If you had to carve a Mt. Rushmore for process improvement innovators, which four faces would you put on it?
You might have Bill Smith – the Motorola engineer who pioneered Six Sigma as we currently understand it. Henry Ford could also have a place on the mountain – the genius behind the assembly line method of manufacturing, and the man who brought affordable automobiles to the American public. Sakichi Toyoda and Taiichi Ohno, the men behind the incomparable Toyota Production System, probably round out the four faces.
But there’s a case to be made for someone else… someone you might have never heard of.
Her name was Lillian Moller Gilbreth, and she was instrumental to our modern understanding of process improvement.
The Legend of Lillian Gilbreth
There weren’t many women enrolled in school in the early 1900s. Education wasn’t a privilege for many young girls. That’s why, when Lillian Gilbreth earned her Ph.D. in psychology from Brown University in 1915, she committed herself to providing alternative life paths for ambitious, like-minded women.
To achieve that goal, she used her background in psychology and engineering to see the world in a slightly different way than everyone else.
For example, she worked to create simpler, faster ways of doing housework. That way, women could finish their house duties earlier and pursue jobs and school outside of the home. This field of study led her to a career in waste reduction, which culminated in (arguably) her most famous contribution to process improvement.
The Study of Time and Motion
Along with her husband Frank, Lillian created an industry-changing system for process efficiency.
When studying bricklayers, the Gilbreths noticed that every single worker moved in a different way. Some would bend at the knees to scoop up a brick. Others would bend at the waist. Some would turn left. Some would turn right. Some worked off a pivot foot, while others turned their bodies completely.

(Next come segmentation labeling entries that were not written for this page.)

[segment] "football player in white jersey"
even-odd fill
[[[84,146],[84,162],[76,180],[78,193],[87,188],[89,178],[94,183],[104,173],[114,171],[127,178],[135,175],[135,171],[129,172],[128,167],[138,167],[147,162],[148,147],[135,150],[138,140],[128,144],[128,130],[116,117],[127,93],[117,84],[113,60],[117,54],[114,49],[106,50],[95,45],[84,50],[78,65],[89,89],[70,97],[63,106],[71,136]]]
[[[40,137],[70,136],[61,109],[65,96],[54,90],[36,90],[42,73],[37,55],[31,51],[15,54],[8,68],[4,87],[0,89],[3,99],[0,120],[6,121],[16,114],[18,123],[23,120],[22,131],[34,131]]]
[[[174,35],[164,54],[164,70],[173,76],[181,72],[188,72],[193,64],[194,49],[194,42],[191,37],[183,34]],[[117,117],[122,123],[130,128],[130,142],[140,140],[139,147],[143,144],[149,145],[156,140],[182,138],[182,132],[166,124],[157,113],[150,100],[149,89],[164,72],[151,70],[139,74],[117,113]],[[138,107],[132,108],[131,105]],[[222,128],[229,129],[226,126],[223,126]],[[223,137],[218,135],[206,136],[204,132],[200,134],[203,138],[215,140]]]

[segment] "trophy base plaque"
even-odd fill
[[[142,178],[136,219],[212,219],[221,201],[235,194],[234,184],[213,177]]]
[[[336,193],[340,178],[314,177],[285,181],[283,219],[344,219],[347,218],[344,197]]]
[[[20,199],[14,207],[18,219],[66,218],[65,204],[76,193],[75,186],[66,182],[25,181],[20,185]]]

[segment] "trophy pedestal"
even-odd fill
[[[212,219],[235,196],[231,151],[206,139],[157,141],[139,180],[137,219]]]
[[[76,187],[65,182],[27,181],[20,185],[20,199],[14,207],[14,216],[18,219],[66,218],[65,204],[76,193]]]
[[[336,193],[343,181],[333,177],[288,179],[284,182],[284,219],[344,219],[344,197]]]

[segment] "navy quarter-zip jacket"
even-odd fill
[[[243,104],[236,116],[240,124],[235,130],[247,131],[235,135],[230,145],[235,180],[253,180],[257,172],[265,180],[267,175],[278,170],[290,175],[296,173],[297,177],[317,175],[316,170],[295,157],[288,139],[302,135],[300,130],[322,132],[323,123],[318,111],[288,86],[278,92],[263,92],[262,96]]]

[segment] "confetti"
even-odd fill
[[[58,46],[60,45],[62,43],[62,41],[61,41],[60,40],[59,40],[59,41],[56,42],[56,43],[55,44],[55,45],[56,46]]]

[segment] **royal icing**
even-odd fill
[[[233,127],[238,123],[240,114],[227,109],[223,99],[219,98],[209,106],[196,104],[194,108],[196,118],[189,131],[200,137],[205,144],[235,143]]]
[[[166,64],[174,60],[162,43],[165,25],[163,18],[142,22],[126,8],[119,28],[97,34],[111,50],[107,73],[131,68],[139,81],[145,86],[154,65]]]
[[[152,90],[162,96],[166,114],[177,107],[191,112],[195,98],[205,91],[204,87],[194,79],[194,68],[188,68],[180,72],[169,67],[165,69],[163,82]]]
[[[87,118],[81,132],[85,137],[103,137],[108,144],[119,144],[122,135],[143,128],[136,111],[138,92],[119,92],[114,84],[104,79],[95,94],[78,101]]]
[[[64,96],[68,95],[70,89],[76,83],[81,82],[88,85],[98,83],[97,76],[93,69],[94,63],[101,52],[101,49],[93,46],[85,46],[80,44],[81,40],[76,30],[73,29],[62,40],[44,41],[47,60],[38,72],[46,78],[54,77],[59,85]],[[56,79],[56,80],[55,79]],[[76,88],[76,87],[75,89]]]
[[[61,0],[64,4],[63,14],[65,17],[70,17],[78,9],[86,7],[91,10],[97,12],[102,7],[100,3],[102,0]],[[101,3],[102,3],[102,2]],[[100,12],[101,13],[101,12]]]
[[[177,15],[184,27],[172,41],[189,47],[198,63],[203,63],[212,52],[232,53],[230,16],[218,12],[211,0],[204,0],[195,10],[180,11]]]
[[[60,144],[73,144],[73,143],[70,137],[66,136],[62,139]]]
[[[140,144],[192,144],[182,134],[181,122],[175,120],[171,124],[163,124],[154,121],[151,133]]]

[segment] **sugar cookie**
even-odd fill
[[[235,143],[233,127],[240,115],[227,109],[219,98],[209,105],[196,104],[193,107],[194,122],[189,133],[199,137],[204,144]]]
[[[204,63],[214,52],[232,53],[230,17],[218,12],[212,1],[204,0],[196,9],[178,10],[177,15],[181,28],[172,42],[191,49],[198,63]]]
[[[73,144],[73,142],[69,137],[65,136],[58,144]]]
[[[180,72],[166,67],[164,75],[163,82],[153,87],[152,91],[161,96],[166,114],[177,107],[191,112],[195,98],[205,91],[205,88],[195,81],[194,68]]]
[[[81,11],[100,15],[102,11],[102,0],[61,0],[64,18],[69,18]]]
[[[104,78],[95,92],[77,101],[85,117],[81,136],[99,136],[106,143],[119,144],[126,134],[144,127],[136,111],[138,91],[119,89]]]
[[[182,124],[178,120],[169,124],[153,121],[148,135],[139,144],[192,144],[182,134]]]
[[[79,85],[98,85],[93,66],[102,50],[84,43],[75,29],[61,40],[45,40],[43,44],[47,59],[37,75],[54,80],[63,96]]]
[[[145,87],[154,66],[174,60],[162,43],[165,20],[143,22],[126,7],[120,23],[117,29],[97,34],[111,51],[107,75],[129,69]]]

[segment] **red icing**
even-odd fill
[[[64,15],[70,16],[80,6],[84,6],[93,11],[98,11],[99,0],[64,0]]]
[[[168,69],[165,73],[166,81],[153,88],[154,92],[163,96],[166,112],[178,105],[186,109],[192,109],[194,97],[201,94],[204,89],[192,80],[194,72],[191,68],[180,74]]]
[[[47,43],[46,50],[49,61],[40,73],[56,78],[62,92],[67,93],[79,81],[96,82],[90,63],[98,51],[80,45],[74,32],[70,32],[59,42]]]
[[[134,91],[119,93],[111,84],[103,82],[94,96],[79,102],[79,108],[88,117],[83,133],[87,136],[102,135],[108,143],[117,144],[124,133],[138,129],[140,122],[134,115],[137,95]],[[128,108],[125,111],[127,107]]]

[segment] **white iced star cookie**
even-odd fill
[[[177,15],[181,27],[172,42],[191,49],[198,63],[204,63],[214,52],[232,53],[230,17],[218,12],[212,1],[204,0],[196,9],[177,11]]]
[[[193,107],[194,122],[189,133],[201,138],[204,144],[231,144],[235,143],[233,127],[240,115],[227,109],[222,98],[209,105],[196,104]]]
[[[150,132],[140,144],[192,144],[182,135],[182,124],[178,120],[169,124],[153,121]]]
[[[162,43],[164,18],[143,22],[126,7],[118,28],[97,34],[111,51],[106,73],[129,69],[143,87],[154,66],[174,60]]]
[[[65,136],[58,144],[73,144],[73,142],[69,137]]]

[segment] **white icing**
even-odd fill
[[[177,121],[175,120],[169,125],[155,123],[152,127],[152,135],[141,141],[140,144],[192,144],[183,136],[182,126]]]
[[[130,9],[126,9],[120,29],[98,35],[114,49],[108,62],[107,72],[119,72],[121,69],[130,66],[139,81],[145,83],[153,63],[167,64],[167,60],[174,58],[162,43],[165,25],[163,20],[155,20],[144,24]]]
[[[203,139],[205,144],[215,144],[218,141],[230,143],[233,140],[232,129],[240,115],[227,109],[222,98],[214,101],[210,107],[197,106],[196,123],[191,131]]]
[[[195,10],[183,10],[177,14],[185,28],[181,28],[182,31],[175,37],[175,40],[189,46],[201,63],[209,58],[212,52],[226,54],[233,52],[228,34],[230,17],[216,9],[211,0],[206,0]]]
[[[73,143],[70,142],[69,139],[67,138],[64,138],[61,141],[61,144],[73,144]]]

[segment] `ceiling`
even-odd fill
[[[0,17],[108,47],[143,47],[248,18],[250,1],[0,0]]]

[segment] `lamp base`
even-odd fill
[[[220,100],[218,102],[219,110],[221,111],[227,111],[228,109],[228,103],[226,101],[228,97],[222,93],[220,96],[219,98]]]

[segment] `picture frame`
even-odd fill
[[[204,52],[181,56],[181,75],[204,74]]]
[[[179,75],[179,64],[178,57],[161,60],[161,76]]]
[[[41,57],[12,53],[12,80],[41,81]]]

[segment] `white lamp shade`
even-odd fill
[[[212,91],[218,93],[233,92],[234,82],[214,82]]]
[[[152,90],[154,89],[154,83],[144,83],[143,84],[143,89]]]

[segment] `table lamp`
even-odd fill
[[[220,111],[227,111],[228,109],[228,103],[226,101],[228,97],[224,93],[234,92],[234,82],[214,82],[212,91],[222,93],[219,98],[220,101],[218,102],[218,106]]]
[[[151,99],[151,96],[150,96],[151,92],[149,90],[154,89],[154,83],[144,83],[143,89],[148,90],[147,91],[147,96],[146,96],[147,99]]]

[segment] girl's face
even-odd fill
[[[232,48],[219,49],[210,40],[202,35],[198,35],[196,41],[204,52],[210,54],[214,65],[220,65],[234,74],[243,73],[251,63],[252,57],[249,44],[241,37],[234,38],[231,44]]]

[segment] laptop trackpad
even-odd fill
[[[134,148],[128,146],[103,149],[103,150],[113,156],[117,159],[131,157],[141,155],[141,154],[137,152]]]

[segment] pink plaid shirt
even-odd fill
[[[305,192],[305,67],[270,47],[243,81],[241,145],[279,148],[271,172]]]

This was a disaster for efficiency. The Gilbreths believed that there was one single best way to lay a brick – specifically, the method that required the least amount of physical movement. So, they introduced a simple change: bricks were wheeled over to the bricklayers at waist-height. No more bending over.
That single change almost doubled productivity, and the Gilbreths were off and running.
Optimizing Workspaces
Throughout their careers, the Gilbreths optimized workspaces of all shapes and sizes. They started their own consulting firm, and they helped companies grow and expand – even through the Great Depression.
But Lillian might be best remembered for her role in optimizing home kitchens. Always eager to make life easier for her fellow women, Lillian interviewed more than 4,000 homemakers, and totally redesigned the traditional American kitchen.
She adjusted the heights for stoves and sinks, she rearranged appliances to reduce the number of footsteps women had to take while cooking and cleaning, and invented devices like the foot-pedal trashcan lid.
Lillian’s work was revolutionary, and her brilliant mind helped define one of Lean’s eight wastes – motion. She made lives better for people everywhere, redefined what it meant to be a “career woman” in America, and earned her place among the leaders of process improvement.